Waltham, Massachusetts-based Palleon Pharmaceuticals, a company focused on developing Glycoimmune Checkpoint Inhibitors to treat cancer, announced an agreement with King’s College London to license intellectual property developed in the laboratory of Joy Burchell, Ph.D., Professor of Glyco-Oncology at the university.
“This agreement gives Palleon the exclusive rights to a patent portfolio that will facilitate the development of drugs that target Glycoimmune Checkpoints, a novel approach to overcoming resistance to first-generation immuno-oncology drugs,” said Palleon.
“Professor Burchell has been a leader in the field of aberrant glycosylation in breast cancer for over 25 years.
“Earlier in her career she developed tools that demonstrated that more than 90% of breast cancers, and many other carcinomas, carry glycans that are different from those carried by proteins on normal cells.
“She was the first to show that a mucin known as MUC1 is present in the sera of breast cancer patients.
“This discovery enabled the development of the CA15.3 test, a serum assay used to measure the response to breast cancer treatment and to monitor recurrence of breast cancer.
“More recently, Professor Burchell has been investigating how aberrant glycosylation of MUC1 plays a significant role in immunosuppression and allows the cancer to thrive.”
Jim Broderick, CEO of Palleon, said: “Professor Burchell’s research is at the forefront of understanding how tumors use glycans to evade the immune system.
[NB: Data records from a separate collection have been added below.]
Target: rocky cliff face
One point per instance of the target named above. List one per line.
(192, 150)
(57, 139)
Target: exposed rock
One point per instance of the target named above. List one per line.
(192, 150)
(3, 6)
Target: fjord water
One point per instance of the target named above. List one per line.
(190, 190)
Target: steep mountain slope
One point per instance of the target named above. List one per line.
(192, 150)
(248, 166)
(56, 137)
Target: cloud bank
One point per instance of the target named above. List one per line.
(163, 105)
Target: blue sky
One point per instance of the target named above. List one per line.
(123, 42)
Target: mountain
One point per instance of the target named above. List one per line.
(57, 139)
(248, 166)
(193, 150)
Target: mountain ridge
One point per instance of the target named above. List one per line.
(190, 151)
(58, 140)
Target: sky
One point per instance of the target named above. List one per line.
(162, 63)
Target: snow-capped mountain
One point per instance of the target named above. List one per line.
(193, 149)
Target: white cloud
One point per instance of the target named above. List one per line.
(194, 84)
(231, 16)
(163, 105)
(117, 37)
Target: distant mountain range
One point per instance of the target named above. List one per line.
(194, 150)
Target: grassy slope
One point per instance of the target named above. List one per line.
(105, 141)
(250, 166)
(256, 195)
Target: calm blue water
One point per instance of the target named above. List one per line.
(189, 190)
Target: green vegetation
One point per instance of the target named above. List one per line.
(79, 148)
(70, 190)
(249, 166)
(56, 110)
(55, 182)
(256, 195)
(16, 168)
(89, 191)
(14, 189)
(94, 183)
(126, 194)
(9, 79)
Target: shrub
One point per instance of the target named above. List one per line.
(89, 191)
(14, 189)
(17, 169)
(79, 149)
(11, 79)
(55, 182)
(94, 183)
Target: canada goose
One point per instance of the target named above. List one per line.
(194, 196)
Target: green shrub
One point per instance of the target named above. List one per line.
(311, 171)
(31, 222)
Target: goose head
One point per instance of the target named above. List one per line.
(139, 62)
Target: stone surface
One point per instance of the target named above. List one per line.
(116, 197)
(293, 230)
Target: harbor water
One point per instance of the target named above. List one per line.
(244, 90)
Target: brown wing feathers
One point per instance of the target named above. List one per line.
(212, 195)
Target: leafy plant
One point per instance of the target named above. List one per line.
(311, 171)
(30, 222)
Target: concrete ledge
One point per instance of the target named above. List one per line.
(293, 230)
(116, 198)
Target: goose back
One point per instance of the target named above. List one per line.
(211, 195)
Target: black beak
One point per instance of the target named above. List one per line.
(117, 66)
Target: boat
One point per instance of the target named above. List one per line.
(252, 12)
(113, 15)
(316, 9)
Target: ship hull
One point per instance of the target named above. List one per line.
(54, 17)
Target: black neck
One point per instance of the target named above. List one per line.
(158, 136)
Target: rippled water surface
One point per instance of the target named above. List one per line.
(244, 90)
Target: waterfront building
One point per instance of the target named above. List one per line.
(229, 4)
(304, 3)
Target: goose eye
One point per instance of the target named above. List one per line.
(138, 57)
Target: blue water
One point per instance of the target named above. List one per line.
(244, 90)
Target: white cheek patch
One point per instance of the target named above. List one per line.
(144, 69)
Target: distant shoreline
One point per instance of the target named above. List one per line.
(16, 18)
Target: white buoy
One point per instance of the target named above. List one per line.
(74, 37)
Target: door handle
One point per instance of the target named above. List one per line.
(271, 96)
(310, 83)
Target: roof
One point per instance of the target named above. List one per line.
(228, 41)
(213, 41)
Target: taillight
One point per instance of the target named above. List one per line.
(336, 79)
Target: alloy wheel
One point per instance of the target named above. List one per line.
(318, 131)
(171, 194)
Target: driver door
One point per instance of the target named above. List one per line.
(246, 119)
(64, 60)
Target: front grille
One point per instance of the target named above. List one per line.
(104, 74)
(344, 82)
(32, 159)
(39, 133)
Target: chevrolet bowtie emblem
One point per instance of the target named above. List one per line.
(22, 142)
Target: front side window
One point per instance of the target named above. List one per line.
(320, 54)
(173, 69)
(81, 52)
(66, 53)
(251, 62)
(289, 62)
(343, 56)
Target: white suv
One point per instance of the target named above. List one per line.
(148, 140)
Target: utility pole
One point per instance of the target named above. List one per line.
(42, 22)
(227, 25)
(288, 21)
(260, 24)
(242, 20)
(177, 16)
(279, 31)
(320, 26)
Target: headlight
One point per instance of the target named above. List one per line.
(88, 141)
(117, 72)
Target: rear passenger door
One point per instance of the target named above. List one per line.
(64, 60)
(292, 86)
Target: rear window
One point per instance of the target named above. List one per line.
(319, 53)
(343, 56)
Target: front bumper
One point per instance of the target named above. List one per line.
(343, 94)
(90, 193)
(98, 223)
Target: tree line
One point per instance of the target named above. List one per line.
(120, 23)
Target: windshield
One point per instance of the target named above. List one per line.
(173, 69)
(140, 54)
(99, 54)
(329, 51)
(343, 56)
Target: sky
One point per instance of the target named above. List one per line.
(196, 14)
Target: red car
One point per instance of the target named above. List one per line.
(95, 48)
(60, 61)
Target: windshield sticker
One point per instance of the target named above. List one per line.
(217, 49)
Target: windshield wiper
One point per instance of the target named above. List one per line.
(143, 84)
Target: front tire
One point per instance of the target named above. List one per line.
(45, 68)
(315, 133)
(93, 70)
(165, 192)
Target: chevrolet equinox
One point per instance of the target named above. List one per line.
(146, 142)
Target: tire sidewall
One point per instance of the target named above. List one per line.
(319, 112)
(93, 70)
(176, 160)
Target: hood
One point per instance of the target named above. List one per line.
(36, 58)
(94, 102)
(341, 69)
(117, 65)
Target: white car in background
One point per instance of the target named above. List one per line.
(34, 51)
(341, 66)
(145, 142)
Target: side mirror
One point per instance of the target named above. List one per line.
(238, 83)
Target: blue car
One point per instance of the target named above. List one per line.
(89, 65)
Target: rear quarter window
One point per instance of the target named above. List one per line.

“We now know that tumor cells down-regulate a wide spectrum of immune cell types by cloaking themselves in certain glycan patterns, and that this mechanism of immunosuppression can be targeted by a new class of drugs.
“This licensing agreement strengthens Palleon’s position as the leader in this new approach to defeating cancer’s suppression of the human immune system.”
Burchell said: “We have known about the alteration of glycans on the surface of malignant cells for decades.
“However, recent discoveries in the field of glycoscience have demonstrated the role of glycans in immunosuppression.
“Glycobiology is now emerging as a major axis of immunosuppression in cancer.
“We expect these findings to provide the foundation for developing immuno-oncology drugs that will have a significant impact on the lives of patients.”